Participants: For inclusion, randomized controlled trials had to be properly randomized; include patients with objectively diagnosed DVT; compare enoxaparin twice daily with UFH; use objective methods to assess recurrent symptomatic VTE, major bleeding, and death at 3 months; and include blind evaluation of clinical events.

Measurements: A meta-analysis was performed using the logarithm of the relative risk (RR) method. Enoxaparin in DVT treatment with/without symptomatic PE was considered noninferior to UFH for preventing VTE at 3 months if the upper limit of the 95% confidence interval (CI) of the RR (enoxaparin/UFH) was lower than a prespecified noninferiority margin (1.61). No increase in major bleeding or mortality should be observed.

Results: The meta-analysis included individual data from three randomized controlled trials (749 patients and 754 patients in the enoxaparin and UFH groups, respectively). The observed RR (enoxaparin/UFH) of VTE was 0.81 (95% CI, 0.52 to 1.26) for the intention-to-treat population (RR, 0.70; 95% CI, 0.43 to 1.13; for per-protocol analysis).

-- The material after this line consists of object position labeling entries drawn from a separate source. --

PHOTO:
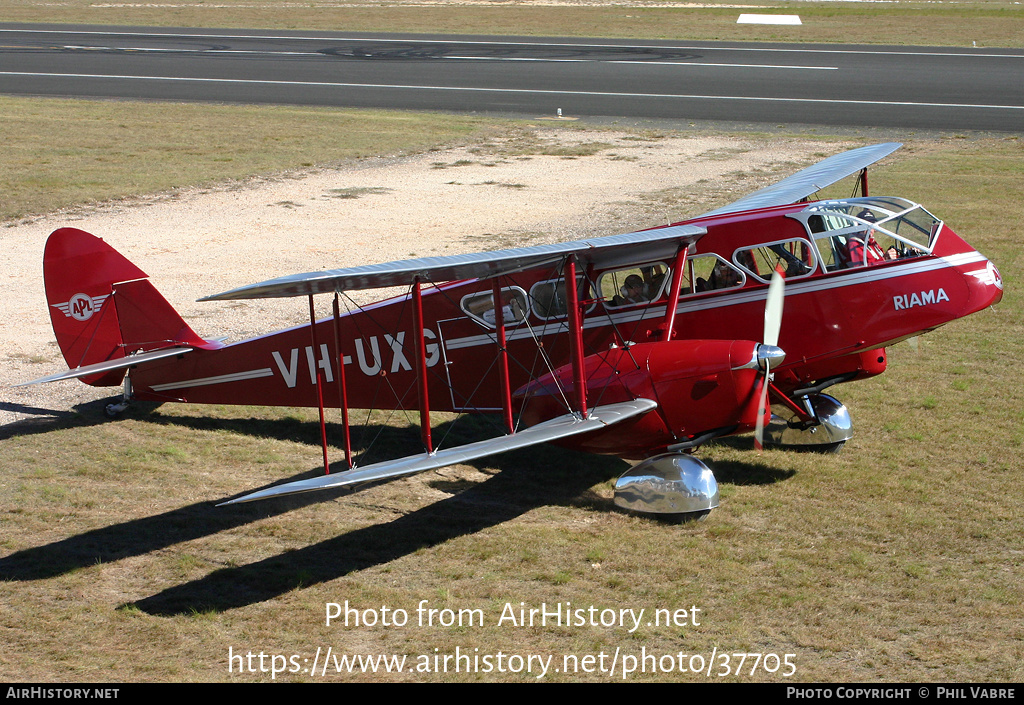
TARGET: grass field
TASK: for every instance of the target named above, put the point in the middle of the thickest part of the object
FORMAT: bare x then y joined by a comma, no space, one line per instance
898,560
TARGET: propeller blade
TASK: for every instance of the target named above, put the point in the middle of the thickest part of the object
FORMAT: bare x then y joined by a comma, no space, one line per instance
759,428
773,307
773,324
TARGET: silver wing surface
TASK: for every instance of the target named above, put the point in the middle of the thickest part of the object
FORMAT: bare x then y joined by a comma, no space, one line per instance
119,364
608,251
656,243
812,179
560,427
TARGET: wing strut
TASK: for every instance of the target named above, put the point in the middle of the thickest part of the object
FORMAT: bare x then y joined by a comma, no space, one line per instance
342,386
576,336
320,382
677,281
421,365
503,356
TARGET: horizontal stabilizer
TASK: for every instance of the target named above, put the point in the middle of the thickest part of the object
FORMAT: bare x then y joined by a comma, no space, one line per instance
559,427
812,179
119,364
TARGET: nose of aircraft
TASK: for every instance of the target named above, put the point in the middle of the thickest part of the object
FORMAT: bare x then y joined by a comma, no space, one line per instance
984,286
769,357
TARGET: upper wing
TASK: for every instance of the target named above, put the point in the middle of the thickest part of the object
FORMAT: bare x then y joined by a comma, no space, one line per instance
811,179
656,243
562,426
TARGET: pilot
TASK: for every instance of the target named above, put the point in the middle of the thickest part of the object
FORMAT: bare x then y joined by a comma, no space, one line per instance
631,292
861,248
723,277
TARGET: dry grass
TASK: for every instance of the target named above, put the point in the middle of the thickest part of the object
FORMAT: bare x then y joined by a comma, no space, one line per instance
898,560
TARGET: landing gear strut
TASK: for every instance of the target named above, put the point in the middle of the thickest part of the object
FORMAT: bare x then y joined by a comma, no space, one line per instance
113,411
672,486
832,426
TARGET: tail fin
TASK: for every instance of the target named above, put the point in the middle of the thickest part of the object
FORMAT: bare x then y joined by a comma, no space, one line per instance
103,307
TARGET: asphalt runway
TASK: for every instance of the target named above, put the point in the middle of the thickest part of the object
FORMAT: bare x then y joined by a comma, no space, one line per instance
902,87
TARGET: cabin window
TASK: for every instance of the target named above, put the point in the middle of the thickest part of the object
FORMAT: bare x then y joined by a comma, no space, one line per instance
548,298
634,285
480,306
871,231
711,273
794,256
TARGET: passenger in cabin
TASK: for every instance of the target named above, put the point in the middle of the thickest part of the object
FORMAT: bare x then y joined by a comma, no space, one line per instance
631,292
722,277
861,248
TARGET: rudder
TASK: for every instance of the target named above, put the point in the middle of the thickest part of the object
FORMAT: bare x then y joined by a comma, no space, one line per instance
103,307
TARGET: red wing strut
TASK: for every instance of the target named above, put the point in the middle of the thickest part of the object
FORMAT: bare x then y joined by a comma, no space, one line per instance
559,427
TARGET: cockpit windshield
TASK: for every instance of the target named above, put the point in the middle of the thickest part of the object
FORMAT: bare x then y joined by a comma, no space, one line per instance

Results did not differ for patients with clinical PE (235 patients; RR, 0.84) and without clinical PE (1,268 patients; RR, 0.71), with a nonsignificant heterogeneity test between groups (p = 0.76). A trend in favor of enoxaparin was observed for reduced mortality and major bleeding.

Conclusions: The efficacy and safety of enoxaparin vs UFH for DVT treatment is not modified by the presence of symptomatic PE.